Вспоминая о Нине, он думал и о контрабанде, о том, где спрятать новую партию груза. Как обхитрить Михаила Кулашвили… Да и не только его. Следовало подумать, где встретиться с Бусыло и Львом Зерновым. А над всеми этими делами возвышается Нина… Голова кругом идет при мысли о том, что она будет его женой. Женой, его женой! На всю жизнь!

И накопленное риском и изворотливостью будет их общим достоянием. Даже в собственных глазах его жизнь выглядела бы иначе, если бы все содеянное творилось во имя Нины.

Вдруг, не отдавая себе отчета, подражая Нине, произнес он:

Он вдруг увидел себя на поле аэродрома, а над собою улетающий самолет, увидел себя на пристани, у причала, от которого, точно оттолкнувшись, уходит последний корабль… Увидел, как только что ушла Нина… «И уплыли твои корабли… Чушь какая! Все в моей воле!»

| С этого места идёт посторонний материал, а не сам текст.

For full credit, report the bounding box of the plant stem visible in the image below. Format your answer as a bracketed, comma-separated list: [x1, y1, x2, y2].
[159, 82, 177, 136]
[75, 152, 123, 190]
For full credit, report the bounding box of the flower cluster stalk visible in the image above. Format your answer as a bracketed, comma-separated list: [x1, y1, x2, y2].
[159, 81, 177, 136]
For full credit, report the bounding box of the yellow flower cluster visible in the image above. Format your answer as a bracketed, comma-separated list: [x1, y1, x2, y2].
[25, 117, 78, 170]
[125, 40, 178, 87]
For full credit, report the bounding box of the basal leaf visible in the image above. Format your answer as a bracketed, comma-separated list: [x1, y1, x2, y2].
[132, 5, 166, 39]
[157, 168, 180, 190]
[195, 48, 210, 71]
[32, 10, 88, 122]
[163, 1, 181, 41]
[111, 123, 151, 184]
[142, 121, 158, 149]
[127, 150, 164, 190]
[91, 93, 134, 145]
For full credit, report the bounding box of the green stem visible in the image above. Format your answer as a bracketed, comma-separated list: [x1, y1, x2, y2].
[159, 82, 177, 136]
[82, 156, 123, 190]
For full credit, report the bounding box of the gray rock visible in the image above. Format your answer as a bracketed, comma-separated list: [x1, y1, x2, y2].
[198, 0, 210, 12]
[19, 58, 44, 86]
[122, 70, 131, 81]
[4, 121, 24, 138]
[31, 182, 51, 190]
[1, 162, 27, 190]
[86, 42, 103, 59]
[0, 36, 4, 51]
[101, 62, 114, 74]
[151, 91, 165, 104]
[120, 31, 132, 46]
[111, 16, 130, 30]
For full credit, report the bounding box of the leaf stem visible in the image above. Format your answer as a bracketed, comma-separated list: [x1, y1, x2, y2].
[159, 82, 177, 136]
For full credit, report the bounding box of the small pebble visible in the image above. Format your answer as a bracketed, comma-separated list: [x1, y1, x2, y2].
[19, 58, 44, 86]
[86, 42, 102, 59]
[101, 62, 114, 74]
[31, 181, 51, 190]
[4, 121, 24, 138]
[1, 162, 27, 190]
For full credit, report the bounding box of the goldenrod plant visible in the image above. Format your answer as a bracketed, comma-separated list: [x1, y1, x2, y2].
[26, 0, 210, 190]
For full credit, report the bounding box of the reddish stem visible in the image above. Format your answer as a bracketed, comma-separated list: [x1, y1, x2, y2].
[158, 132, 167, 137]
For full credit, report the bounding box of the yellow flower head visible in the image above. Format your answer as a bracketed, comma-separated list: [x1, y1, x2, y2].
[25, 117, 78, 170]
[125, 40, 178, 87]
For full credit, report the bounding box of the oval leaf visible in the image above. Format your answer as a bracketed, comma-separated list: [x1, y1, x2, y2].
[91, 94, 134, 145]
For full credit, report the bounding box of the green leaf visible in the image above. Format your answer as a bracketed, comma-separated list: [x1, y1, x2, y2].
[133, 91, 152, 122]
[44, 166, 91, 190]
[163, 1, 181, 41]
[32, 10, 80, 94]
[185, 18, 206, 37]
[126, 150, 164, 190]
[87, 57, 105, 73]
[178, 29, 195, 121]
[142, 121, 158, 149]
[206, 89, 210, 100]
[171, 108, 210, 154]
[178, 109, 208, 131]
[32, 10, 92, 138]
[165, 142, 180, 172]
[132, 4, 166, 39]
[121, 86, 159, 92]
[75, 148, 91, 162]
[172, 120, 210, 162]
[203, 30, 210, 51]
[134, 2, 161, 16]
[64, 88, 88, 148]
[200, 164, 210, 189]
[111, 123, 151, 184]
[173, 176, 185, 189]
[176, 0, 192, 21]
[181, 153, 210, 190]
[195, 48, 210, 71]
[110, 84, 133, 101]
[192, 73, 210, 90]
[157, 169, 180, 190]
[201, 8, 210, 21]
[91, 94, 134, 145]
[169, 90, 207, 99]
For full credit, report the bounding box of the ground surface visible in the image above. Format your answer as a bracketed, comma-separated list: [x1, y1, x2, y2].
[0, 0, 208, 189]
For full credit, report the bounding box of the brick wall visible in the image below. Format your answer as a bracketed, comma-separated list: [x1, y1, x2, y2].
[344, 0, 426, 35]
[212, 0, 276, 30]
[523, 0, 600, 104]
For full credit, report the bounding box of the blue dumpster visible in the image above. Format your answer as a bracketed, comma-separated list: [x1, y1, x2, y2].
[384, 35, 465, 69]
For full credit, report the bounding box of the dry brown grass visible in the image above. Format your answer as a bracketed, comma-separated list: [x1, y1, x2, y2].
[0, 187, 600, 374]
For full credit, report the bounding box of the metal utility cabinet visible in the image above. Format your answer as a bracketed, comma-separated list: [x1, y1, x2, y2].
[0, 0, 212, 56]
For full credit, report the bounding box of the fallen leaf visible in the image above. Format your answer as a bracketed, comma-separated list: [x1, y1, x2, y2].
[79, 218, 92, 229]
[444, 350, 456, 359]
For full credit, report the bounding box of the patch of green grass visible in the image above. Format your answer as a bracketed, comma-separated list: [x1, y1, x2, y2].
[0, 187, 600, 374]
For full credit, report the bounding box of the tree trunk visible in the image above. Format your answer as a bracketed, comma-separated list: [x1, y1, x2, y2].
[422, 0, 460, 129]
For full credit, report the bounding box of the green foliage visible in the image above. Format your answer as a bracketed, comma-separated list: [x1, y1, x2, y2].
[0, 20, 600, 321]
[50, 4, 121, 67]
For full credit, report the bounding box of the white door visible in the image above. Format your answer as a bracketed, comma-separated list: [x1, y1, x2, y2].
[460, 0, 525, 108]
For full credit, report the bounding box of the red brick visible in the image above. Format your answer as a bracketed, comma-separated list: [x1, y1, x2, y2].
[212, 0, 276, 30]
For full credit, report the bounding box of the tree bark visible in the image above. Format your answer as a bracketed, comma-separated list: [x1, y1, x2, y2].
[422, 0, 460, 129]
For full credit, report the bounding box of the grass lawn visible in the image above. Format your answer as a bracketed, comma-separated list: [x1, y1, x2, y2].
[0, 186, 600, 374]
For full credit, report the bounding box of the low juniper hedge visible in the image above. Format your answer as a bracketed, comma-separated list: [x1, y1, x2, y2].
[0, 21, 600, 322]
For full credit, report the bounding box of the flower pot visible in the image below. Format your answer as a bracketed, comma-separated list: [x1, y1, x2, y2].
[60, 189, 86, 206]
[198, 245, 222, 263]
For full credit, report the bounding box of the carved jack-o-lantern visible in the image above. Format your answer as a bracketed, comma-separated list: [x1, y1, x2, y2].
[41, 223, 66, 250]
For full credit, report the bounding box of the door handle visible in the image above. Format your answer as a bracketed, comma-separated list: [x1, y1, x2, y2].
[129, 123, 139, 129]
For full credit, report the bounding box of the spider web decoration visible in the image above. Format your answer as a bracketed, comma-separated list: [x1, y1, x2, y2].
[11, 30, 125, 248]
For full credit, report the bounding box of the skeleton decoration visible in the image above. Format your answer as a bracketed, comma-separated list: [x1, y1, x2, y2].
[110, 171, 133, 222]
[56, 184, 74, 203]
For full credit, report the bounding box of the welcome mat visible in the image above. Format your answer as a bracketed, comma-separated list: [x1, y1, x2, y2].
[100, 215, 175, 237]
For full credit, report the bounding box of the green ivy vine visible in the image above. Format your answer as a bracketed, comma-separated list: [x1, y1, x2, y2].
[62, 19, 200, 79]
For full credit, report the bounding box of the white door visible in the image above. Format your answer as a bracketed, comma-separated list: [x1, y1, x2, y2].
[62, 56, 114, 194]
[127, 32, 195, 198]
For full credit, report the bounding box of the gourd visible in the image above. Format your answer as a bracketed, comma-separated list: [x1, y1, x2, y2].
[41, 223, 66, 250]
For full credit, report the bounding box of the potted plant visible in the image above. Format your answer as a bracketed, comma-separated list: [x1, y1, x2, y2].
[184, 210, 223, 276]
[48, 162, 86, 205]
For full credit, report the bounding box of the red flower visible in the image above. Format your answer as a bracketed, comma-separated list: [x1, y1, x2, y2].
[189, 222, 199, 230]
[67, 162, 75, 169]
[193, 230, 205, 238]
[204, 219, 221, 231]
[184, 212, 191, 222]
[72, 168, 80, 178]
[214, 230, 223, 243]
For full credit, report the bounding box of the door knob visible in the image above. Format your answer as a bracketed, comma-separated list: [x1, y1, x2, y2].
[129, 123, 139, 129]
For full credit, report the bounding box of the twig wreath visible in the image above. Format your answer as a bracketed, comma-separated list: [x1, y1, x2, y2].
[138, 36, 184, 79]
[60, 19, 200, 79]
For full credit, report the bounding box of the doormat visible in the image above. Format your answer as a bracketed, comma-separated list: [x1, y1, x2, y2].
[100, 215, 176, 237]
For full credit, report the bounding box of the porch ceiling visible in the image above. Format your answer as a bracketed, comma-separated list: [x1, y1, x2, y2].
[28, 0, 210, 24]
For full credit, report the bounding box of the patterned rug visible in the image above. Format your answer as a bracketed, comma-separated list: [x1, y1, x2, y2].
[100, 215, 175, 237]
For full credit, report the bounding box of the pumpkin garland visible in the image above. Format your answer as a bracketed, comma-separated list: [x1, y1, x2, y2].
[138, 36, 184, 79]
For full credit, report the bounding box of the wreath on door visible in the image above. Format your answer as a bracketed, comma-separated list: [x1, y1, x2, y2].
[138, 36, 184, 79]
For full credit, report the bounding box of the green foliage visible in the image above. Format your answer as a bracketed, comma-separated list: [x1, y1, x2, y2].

Палец нажал кнопку переключателя. Лампа вспыхнула. Комната была более пуста и одинока, чем всегда. Что же, время дороже денег. Не стоит терять его. Надо встретиться с Бусыло и с Зерновым. Надо все обсудить. Надо! Но как быть, если Нина затянет с ответом, если она не даст согласия? Промолчать? И что же? Кулашвили отнимет ее у него… И он, Сморчков, уступит девушку, которая и сама не предполагает, как много она значит в его судьбе, особенно после сегодняшней встречи! Александр Александрович рассеянно помешивал ложечкой в пустой чашке, рассеянно ловил ее позвякивание. Ему чудились неведомые колокольчики ямщицких троек, виденных разве что в кинематографе да на картинах…

Но слышнее стала и жизнь города, одышка паровоза, тянущего многовагонный бесконечный состав, вскрик гудка, шаги по улице.

В окне мелькнул знакомый тупой профиль Бронислава Бусыло с округлыми; дерзко вырезанными ноздрями, брезгливой нижней черной губой и растрепанной мочалкой бороды.